Googlerecently shed light on details about one of its most ambitious projects of the decade:Gemini, which is developed in three variants,Nano, Pro, et Ultra. The firm presented the latest variant asthe most powerful AI language model on the market, by praising him in particularresults superior to GPT-4on several performance tests.

She has also published nearly twenty videos on this subject on her channelYouTube, some of which show the supposed prowess ofGemini. A way toAlphabetto flex your muscles in the face of the dazzling success ofOpenAI.However, it seems that Google faked one of these demonstrationsin order to arouse the amazement of the spectators. A strategy that seems to have worked perfectly given the virality that the video obtained. It has more than two million views, whilein the twentiesthat publishedGoogleaboutGemini,only 5 exceed 200,000 views. Figures that are a little low compared to the 11 million subscribers that the firm's channel has on its own platform.

“Breathtaking”, yes, but no

The “faked” video is the one that shows the ability toGemini Proto describe what he sees. The video appears to show a human interacting live with the AI. The individual draws, then asks orally toGeminito describe what he has just drawn. Gemini quickly responds by describing precisely what he sees. Which quickly caused Internet users to react, with some describing the video as “breathtaking” on the social network [X]. We'll share it with youagain:

Google admits deception

At first glance, we can quickly believe in feats that AI is not yet capable of achieving. But reading the description of the video, we quickly realize that there is nothing exceptional: “For the purposes of this demo, latency has been reduced and Gemini outputs have been shortened for brevity”. In other words,Googlechanged the speed at which the AI responds by adding voice and video,which obviously suggests that this is a live interactionwithGemini, who hears and looks.
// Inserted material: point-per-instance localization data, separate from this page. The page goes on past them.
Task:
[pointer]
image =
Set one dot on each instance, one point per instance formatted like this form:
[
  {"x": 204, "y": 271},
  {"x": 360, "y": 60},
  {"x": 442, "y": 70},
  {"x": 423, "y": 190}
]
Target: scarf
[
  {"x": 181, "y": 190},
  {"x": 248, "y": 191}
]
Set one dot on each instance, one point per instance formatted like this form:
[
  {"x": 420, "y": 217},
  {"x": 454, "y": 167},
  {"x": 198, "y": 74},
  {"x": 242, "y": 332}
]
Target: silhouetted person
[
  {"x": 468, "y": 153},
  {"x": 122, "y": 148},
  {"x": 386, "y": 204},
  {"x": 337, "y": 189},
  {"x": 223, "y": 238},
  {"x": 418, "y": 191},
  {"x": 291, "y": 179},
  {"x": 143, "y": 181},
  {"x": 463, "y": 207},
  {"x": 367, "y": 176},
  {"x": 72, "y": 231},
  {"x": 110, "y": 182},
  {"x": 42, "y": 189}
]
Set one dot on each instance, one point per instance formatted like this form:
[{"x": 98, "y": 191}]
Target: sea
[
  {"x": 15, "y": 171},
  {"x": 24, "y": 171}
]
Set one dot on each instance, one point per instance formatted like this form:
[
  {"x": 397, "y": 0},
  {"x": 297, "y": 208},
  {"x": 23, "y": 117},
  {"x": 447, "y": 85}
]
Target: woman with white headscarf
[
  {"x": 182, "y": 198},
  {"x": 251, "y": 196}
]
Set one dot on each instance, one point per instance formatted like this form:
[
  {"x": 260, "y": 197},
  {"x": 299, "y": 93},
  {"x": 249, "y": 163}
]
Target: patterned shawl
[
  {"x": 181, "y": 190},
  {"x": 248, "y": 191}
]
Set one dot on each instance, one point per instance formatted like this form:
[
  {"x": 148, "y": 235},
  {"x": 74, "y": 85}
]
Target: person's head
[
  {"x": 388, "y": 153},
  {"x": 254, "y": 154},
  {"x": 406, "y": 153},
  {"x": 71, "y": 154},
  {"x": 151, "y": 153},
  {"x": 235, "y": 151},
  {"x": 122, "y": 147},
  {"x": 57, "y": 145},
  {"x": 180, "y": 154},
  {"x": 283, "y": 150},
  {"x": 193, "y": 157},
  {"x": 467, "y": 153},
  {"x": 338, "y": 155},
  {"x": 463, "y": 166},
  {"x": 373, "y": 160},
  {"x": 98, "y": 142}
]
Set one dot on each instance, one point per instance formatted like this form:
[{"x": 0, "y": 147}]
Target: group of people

In reality, the firm only obtained precise descriptions in “using still images from the sequence and prompts via text“, according to what was reportedBloombergby a spokesperson for the group. Which therefore differs greatly from what the video might suggest. This is not exceptional given that, in fact,GPT4can also achieve this, proof below. I asked toGPT–4to describe to me the cover photo ofour article on the game Stray, which was recently released on Mac, here is the result:

As you can see the description is precise and has nothing to envy of what Google shows.Concerning performance tests aboveGPT-4, it is good to remember that this is a finished project for over a year already, and thatGooglestruggled to surpass it by a few points on most criteria, and did not succeed on some.

On the one hand, some analysts believe that given the small score gap between the two,there is no evidenceas to the fact that in real use it is greater thanGPT-4given that other criteria come into account. And on the other hand, whileOpenAIdevelopedGPT-5for a while now,Googlebarely better thanGPT-4, which is undoubtedly much less efficient than its little brother will be.